In a scenario where subframes can register and expose tools to other (parent) frames (discussed in #57), a tool enumeration may combine registrations from multiple modelContext objects, at least one per frame. While the API requires uniqueness of tool names within a single modelContext, it can't (and shouldn't) across frames.

Therefore, when tools are enumerated through listTools() or other mechanisms, they should be provided in a way that allows tools to be disambiguated even if a name collision occurs for a tool registration across modelContexts.

Just prefixing the frame origin is not sufficient, as there may be multiple frames with the same origin, as well as opaque origins that don't have an inherent string representation.

This is related to #51, as the primary use case is related to in-page-agents that want to use tools across fames. Browser agents also have this problem, but they can solve it by assigning internal document identifiers in ways that are opaque to developer.

Some high level approaches that come to mind.
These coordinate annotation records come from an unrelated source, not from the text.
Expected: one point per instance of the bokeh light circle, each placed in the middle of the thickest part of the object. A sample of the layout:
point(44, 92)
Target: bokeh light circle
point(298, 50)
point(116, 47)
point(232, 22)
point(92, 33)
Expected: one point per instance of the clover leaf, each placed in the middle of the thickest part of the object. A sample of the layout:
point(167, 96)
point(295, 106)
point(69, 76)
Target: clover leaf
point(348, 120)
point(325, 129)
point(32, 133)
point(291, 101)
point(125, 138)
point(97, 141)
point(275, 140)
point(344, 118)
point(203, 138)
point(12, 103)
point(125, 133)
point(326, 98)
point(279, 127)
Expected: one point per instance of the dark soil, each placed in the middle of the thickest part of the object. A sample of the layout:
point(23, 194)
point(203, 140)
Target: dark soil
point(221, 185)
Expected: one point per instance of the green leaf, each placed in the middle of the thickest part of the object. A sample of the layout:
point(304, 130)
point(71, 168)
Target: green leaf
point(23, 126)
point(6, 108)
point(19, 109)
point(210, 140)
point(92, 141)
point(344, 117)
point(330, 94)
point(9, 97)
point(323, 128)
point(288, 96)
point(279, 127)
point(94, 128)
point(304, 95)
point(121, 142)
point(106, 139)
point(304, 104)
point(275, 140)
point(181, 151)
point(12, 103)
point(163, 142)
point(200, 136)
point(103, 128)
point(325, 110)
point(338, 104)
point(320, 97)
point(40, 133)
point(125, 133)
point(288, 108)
  1. listTools() is scoped to a single ModelContext, and it is up to the caller to disambiguate which tool comes from which source once it gets a list of tools, and compose the tool registries appropriately. (This assumes a mechanism for a parent frame to get access to a ModelContext from an embedded frame, and vice versa).
  2. Developer can provide a name for a particular instance of modelContext which is used as a tool name prefix. (This may still result in name collisions that would need to get sorted though.)
  3. Browser is responsible for assigning a unique tool name prefix for each modelContext.
  4. listTools() returns not a flat list, but a hierarchical object representing how tool registrations map onto the document's frame tree.

The approach we want depends on a few factors, including the eventual API shapes for enumeration and composition of tool registries. I am leaning towards some combination of 1. and 2. because it provides the most control and composability for developers.